Itsu: Partner with experts to make the most of levy
Beckett Frith, June 20, 2017
Jo Davis, group HR director at Itsu, explains how to get the most from your apprenticeship levy
HR directors should partner with training experts to get the most out their apprenticeship levy fund, according to Jo Davis, group HR director at British Asian-inspired café chain Itsu.
“You don’t have to go it alone,” Davis told HR magazine. “Instead, meet a few providers, and get a sense of whether they understand your business. Identify the right partner for your organisation, and let them use their expertise to help you.”

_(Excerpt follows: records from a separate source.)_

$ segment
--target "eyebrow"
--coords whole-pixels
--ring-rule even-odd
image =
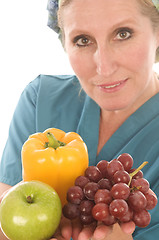
[[[137,25],[138,26],[138,21],[136,19],[133,19],[133,18],[127,18],[127,19],[123,19],[121,20],[120,22],[117,22],[115,23],[114,25],[111,26],[110,30],[114,30],[114,29],[118,29],[118,28],[121,28],[122,25],[128,25],[128,24],[132,24],[132,25]],[[72,34],[85,34],[85,35],[89,35],[89,31],[86,30],[86,29],[80,29],[80,28],[75,28],[75,29],[72,29],[70,31],[70,34],[69,35],[72,35]]]

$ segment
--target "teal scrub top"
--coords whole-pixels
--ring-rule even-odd
[[[99,106],[81,90],[76,76],[38,76],[26,86],[15,109],[0,162],[0,181],[12,186],[21,181],[23,143],[29,135],[54,127],[80,134],[90,165],[126,152],[133,156],[134,168],[148,161],[144,177],[159,196],[159,94],[133,113],[97,155],[99,119]],[[136,227],[135,240],[158,239],[159,204],[150,213],[150,225]]]

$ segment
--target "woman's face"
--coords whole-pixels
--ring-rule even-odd
[[[102,109],[136,108],[158,91],[152,67],[159,40],[136,0],[72,1],[62,20],[72,68]]]

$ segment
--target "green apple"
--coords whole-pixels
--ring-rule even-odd
[[[11,240],[46,240],[56,231],[62,206],[58,194],[39,181],[15,185],[0,204],[0,223]]]

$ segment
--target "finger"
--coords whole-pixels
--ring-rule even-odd
[[[156,194],[151,189],[149,189],[148,192],[153,194],[155,197],[157,197]]]
[[[72,221],[72,238],[73,240],[77,240],[78,236],[82,230],[82,225],[79,219]]]
[[[92,238],[95,228],[96,228],[96,224],[91,224],[89,226],[85,226],[83,228],[83,230],[80,232],[77,239],[78,240],[88,240],[88,239]]]
[[[105,239],[112,232],[112,227],[99,225],[93,234],[93,240]]]
[[[135,231],[135,223],[133,221],[122,223],[121,229],[126,234],[132,234]]]
[[[72,235],[72,224],[71,221],[62,216],[60,223],[61,235],[64,239],[70,239]]]

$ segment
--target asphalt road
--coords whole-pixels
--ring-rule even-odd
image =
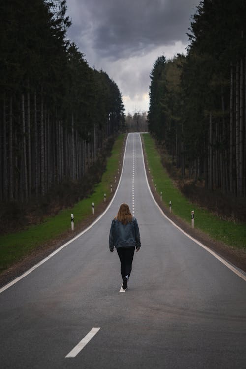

An employer can become a training provider if they want to deliver in-house training only, or they can choose to work with an external training provider. An employer can decide how much input they want into the training, whether it will all be external or some in-house.
This year Itsu has launched a new general management apprenticeship with the first year open to 28 up and coming managers.
“We looked at our development programme, and felt that what we had for our most junior team members was already well established,” Davis explained. “Instead, we wanted to find a way to develop our shop managers. We wanted to help them to develop a broader set of skills, so they could potentially take up roles as operational managers or people managers in the future.”
The training programme has been designed in partnership with national training provider Remit Group. Sue Pittock, chief executive officer at Remit Group, said the firm was delighted to be supporting Itsu. “Through recognising the benefits apprenticeships can offer, Itsu's team will benefit from key leadership skills and qualifications to help them develop personally and enhance their career pathways," she said.
The successful applicants will undertake an apprenticeship lasting 12 months, with 80% of their time spent on the job, and 20% at Itsu’s learning facility in Holborn, London.
“I advise other firms to start small like we have,” Davis added. “We are using our first cohort as guinea pigs to see how they get on with the programme. Once we know exactly how it works, we are hoping to expand it to take in more junior team members.”
Davis said she had high hopes for the first graduates. “We’re planning to open our first shops in New York shortly,” she said. “We want to give our very best managers the opportunity to work there, so we are hoping this programme equips our people with the skills they would need to cope with this.”